Australia's fearless wheelchair marathon racer motivated some of Ipswich's most promising teenagers as he spoke about using self belief as a powerful weapon.

His story about crawling the Kokoda Trail - through the jungle mud and roots in 2009 - left his audience with goosebumps.

Born without the lower portion of his spine, Fearnley completed the 96km trek in 11 days.

How he defied a different set of challenges to finish second in the recent New York Marathon also highlighted his single-minded focus.

When race leader Fearnley's steering cable snapped 20km into the marathon, he had three choices.

The Paralympics gold medallist could quit, simply try to finish the 42km race, or battle on knowing he was likely to crash.
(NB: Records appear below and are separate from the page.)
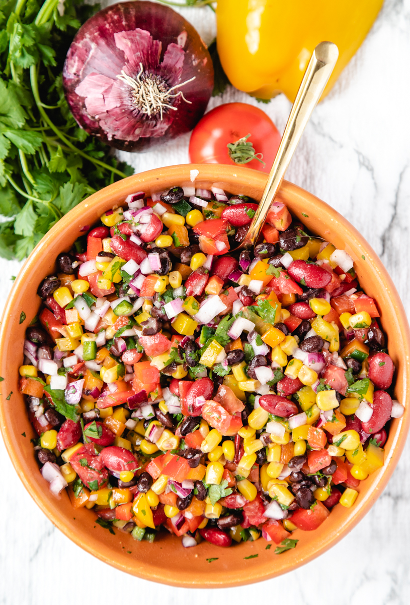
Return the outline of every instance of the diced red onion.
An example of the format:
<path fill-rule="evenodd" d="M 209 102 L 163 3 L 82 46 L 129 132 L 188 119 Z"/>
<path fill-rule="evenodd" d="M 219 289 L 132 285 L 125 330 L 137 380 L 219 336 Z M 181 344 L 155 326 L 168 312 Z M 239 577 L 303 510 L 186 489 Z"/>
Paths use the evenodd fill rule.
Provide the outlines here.
<path fill-rule="evenodd" d="M 48 374 L 50 376 L 57 376 L 59 367 L 55 361 L 51 359 L 39 359 L 39 370 L 43 374 Z"/>
<path fill-rule="evenodd" d="M 77 404 L 80 403 L 83 394 L 83 378 L 74 381 L 67 385 L 64 391 L 64 397 L 68 404 L 69 404 L 70 405 L 77 405 Z"/>
<path fill-rule="evenodd" d="M 223 311 L 226 310 L 226 306 L 222 302 L 217 295 L 208 296 L 198 312 L 194 316 L 194 319 L 199 324 L 208 324 L 214 317 Z"/>
<path fill-rule="evenodd" d="M 289 428 L 293 431 L 297 427 L 303 427 L 307 422 L 307 416 L 306 412 L 300 414 L 295 414 L 295 416 L 290 416 L 289 419 Z"/>
<path fill-rule="evenodd" d="M 235 301 L 236 302 L 236 301 Z M 242 305 L 242 303 L 241 303 Z M 241 335 L 244 330 L 247 332 L 251 332 L 255 327 L 253 321 L 247 319 L 245 317 L 239 317 L 233 322 L 229 329 L 228 330 L 228 335 L 232 340 L 236 340 Z"/>
<path fill-rule="evenodd" d="M 191 204 L 195 204 L 196 206 L 201 206 L 203 208 L 208 206 L 208 202 L 205 200 L 201 200 L 195 195 L 191 195 L 189 201 Z"/>

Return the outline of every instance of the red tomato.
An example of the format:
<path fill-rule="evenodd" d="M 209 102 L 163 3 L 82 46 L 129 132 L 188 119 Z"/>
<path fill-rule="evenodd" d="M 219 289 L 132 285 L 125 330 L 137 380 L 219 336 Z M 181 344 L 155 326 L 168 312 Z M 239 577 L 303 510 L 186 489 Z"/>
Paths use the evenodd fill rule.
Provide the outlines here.
<path fill-rule="evenodd" d="M 318 500 L 313 510 L 310 508 L 298 508 L 293 511 L 292 522 L 299 529 L 310 531 L 312 529 L 316 529 L 330 514 L 326 507 Z"/>
<path fill-rule="evenodd" d="M 265 164 L 252 160 L 243 165 L 269 172 L 279 147 L 280 135 L 264 111 L 246 103 L 226 103 L 203 116 L 191 135 L 190 161 L 195 164 L 237 165 L 231 159 L 227 145 L 248 134 L 251 135 L 248 142 L 256 153 L 262 154 Z"/>

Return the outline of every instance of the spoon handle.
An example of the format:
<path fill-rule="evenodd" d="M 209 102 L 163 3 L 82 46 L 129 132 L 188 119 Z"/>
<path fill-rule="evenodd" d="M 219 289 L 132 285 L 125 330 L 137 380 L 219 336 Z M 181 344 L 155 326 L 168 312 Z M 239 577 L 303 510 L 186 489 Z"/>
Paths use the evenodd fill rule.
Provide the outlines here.
<path fill-rule="evenodd" d="M 333 71 L 338 56 L 338 47 L 332 42 L 321 42 L 315 48 L 290 110 L 258 209 L 245 238 L 238 247 L 251 247 L 256 242 L 302 133 Z"/>

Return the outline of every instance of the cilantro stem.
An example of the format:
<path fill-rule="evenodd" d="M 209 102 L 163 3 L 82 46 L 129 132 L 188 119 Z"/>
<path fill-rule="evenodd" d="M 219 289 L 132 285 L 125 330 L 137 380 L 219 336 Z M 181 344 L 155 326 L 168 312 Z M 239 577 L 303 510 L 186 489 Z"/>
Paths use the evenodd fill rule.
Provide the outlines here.
<path fill-rule="evenodd" d="M 42 10 L 45 5 L 50 0 L 46 0 L 46 2 L 45 2 L 45 4 L 42 7 L 40 12 L 41 12 L 41 10 Z M 40 13 L 39 13 L 39 15 Z M 39 15 L 37 15 L 37 18 Z M 36 19 L 36 22 L 37 22 L 37 19 Z M 106 170 L 110 170 L 111 171 L 111 172 L 115 172 L 116 174 L 118 174 L 123 178 L 125 178 L 125 177 L 126 177 L 126 174 L 124 174 L 124 172 L 121 172 L 120 170 L 118 170 L 117 168 L 114 168 L 112 166 L 109 166 L 108 164 L 106 164 L 103 162 L 100 162 L 99 160 L 96 160 L 95 158 L 91 157 L 91 155 L 88 155 L 86 153 L 85 153 L 84 151 L 82 151 L 81 149 L 78 149 L 78 148 L 75 147 L 75 145 L 73 145 L 72 143 L 70 143 L 70 142 L 65 136 L 65 135 L 63 134 L 62 131 L 59 128 L 57 128 L 57 127 L 55 126 L 55 125 L 51 122 L 50 119 L 48 117 L 48 116 L 44 111 L 44 109 L 42 106 L 42 103 L 41 102 L 41 99 L 40 99 L 37 71 L 37 67 L 36 65 L 31 66 L 30 82 L 31 83 L 31 90 L 33 91 L 33 95 L 34 97 L 36 105 L 37 105 L 37 109 L 40 112 L 41 116 L 44 120 L 44 121 L 46 122 L 47 124 L 48 124 L 50 128 L 51 128 L 51 129 L 54 131 L 56 134 L 57 134 L 57 136 L 61 139 L 61 140 L 63 141 L 64 143 L 65 143 L 67 146 L 69 147 L 72 151 L 75 151 L 75 153 L 77 153 L 79 155 L 81 155 L 82 157 L 85 158 L 86 160 L 88 160 L 89 162 L 92 162 L 92 163 L 93 163 L 94 165 L 100 166 L 102 168 L 105 168 Z"/>

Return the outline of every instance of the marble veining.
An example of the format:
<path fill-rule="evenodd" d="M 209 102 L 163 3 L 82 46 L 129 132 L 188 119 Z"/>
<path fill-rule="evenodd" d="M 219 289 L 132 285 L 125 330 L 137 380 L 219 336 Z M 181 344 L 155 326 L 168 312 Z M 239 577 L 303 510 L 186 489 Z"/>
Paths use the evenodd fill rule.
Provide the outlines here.
<path fill-rule="evenodd" d="M 215 36 L 208 9 L 184 8 L 207 43 Z M 386 0 L 365 43 L 316 109 L 287 177 L 330 204 L 363 234 L 410 309 L 410 0 Z M 211 99 L 257 103 L 228 89 Z M 260 105 L 283 131 L 290 108 L 281 95 Z M 189 136 L 160 149 L 120 154 L 136 172 L 185 163 Z M 2 263 L 0 306 L 18 272 Z M 287 575 L 214 591 L 165 588 L 127 576 L 82 551 L 56 529 L 17 477 L 0 443 L 0 605 L 71 605 L 120 599 L 167 605 L 249 603 L 290 605 L 405 605 L 410 600 L 410 446 L 365 518 L 321 557 Z M 46 489 L 45 485 L 45 488 Z M 343 574 L 342 575 L 342 574 Z"/>

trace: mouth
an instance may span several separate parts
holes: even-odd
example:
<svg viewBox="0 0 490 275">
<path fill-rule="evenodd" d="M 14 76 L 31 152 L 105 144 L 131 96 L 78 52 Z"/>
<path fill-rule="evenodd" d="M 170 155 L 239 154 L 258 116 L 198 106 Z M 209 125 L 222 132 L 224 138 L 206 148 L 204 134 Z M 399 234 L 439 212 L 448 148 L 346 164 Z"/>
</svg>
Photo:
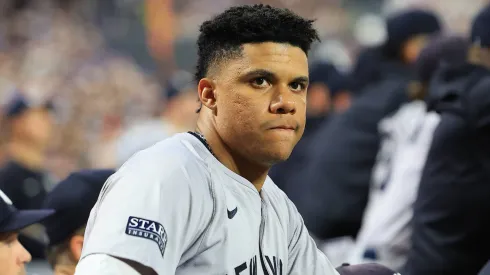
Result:
<svg viewBox="0 0 490 275">
<path fill-rule="evenodd" d="M 281 130 L 281 131 L 296 131 L 297 127 L 289 126 L 289 125 L 280 125 L 276 127 L 270 128 L 271 130 Z"/>
</svg>

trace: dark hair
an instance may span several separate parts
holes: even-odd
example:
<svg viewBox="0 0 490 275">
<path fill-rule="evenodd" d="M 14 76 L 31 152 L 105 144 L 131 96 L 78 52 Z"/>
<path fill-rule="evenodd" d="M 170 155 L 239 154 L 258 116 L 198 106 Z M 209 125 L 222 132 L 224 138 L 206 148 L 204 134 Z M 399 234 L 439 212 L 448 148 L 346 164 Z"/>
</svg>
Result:
<svg viewBox="0 0 490 275">
<path fill-rule="evenodd" d="M 313 22 L 269 5 L 232 7 L 201 25 L 195 79 L 205 77 L 213 63 L 240 56 L 246 43 L 288 43 L 308 53 L 320 40 Z"/>
</svg>

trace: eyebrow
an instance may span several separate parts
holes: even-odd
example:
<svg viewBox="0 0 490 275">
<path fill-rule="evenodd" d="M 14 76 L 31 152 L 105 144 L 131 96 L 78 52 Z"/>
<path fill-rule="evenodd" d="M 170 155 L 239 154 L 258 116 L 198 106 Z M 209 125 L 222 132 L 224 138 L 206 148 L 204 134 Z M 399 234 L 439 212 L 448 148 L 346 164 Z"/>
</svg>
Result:
<svg viewBox="0 0 490 275">
<path fill-rule="evenodd" d="M 253 70 L 253 71 L 250 71 L 250 72 L 246 73 L 245 75 L 243 75 L 243 78 L 245 78 L 245 79 L 253 78 L 253 77 L 263 77 L 263 78 L 277 80 L 276 74 L 274 74 L 271 71 L 265 70 L 265 69 Z M 309 78 L 307 76 L 298 76 L 298 77 L 295 77 L 291 81 L 291 83 L 292 82 L 300 82 L 300 83 L 308 84 Z"/>
</svg>

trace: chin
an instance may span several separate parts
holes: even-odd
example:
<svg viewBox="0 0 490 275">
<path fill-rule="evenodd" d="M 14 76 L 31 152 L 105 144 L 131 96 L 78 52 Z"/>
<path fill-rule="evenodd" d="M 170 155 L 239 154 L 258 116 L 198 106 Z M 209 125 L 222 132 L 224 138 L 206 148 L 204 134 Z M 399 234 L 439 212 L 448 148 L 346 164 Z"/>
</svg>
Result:
<svg viewBox="0 0 490 275">
<path fill-rule="evenodd" d="M 280 163 L 288 160 L 289 156 L 291 156 L 292 150 L 276 150 L 267 152 L 267 162 L 269 165 L 273 165 L 276 163 Z"/>
</svg>

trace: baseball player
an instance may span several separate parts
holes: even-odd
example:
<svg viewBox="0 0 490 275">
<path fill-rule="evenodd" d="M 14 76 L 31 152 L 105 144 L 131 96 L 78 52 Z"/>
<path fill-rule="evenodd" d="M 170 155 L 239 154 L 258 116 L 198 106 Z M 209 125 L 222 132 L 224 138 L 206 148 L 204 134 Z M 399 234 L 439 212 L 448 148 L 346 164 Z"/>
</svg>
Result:
<svg viewBox="0 0 490 275">
<path fill-rule="evenodd" d="M 75 274 L 338 274 L 267 176 L 303 134 L 317 39 L 312 21 L 267 5 L 204 22 L 196 131 L 108 179 Z"/>
</svg>

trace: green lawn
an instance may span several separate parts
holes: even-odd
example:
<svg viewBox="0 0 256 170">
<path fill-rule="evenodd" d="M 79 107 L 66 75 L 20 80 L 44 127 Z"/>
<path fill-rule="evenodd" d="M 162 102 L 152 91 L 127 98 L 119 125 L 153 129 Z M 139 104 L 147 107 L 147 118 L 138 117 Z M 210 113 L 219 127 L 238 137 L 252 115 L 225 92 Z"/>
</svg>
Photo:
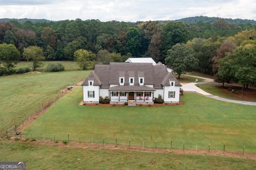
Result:
<svg viewBox="0 0 256 170">
<path fill-rule="evenodd" d="M 66 71 L 80 70 L 81 69 L 78 67 L 76 62 L 72 61 L 42 61 L 43 64 L 37 70 L 43 72 L 45 71 L 47 66 L 50 63 L 60 63 L 65 68 Z M 16 68 L 29 67 L 32 69 L 32 62 L 21 61 L 18 63 Z"/>
<path fill-rule="evenodd" d="M 36 139 L 105 142 L 154 147 L 211 148 L 256 152 L 255 107 L 223 102 L 194 93 L 186 93 L 185 105 L 162 107 L 78 106 L 82 88 L 77 88 L 50 108 L 25 129 Z"/>
<path fill-rule="evenodd" d="M 194 83 L 196 79 L 197 79 L 198 82 L 204 82 L 204 79 L 199 78 L 195 78 L 187 75 L 181 76 L 180 78 L 178 78 L 178 76 L 175 76 L 177 80 L 181 83 Z"/>
<path fill-rule="evenodd" d="M 34 114 L 59 91 L 84 79 L 90 71 L 64 71 L 0 77 L 0 136 Z"/>
<path fill-rule="evenodd" d="M 26 169 L 255 169 L 255 160 L 131 150 L 76 149 L 0 141 L 0 160 Z"/>
<path fill-rule="evenodd" d="M 246 90 L 245 95 L 242 95 L 242 87 L 233 87 L 231 88 L 237 89 L 238 94 L 233 93 L 231 91 L 228 91 L 227 88 L 231 87 L 229 85 L 225 85 L 225 88 L 222 87 L 222 84 L 200 84 L 199 87 L 206 92 L 211 93 L 214 95 L 217 95 L 220 97 L 238 100 L 244 100 L 248 101 L 256 102 L 256 90 Z"/>
</svg>

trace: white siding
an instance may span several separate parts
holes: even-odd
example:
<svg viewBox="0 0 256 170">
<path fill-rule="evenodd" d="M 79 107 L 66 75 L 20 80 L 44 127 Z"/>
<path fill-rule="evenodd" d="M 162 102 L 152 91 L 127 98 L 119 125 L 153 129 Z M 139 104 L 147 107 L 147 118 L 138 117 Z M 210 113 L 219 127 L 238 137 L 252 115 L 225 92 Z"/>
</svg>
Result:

The sports awards guest speaker made his decision as quickly as he propels his wheelchair.

"A wheelchair is made to go fast but it's made to go forward," Fearnley said, having won the New York race four times.

"Everything in that wheelchair is made to go straight. The only thing that will get you around the corner is the steering.

"When that steering fell apart on me, I didn't really know what to do."

However, Fearnley revealed how a voice in his head willed him on.

"How am I going to do it? How do I win this race now," said Fearnley, 30.

"There was something inside me just screaming at myself to keep going the whole way."

Fearnley's motto when the going gets tough is to find courage within.

He's proven that by winning 33 marathons.

"In every marathon I've been in, everything is stripped away," he said.

"Physically you strip every layer away and then you realise who you are.

"That voice is telling you where I'll stop. You will be challenged and you will make it to the finish."

After completing the race in second spot, Fearnley threw up for two hours and dry retched in his hotel for 45 minutes.

But the determination to push himself to the brink is what makes the five-time world champion a remarkable athlete.

After sharing how he discovered his inner strength on the Kokoda Trail, Fearnley returned to sport where next year's London Paralympics are his next major goal.

"I know exactly what I want," the 2004 Athens 5000m and marathon gold medallist said.

"I know exactly where I'll be to the square metre. I'll be lining up on September 9 outside Buckingham Palace.

"I know that I want to come home with a gold medal - to be world champion and Paralympics champion after 12 consecutive years.

"And I know exactly what I need to do to get there. That is work harder than everyone else."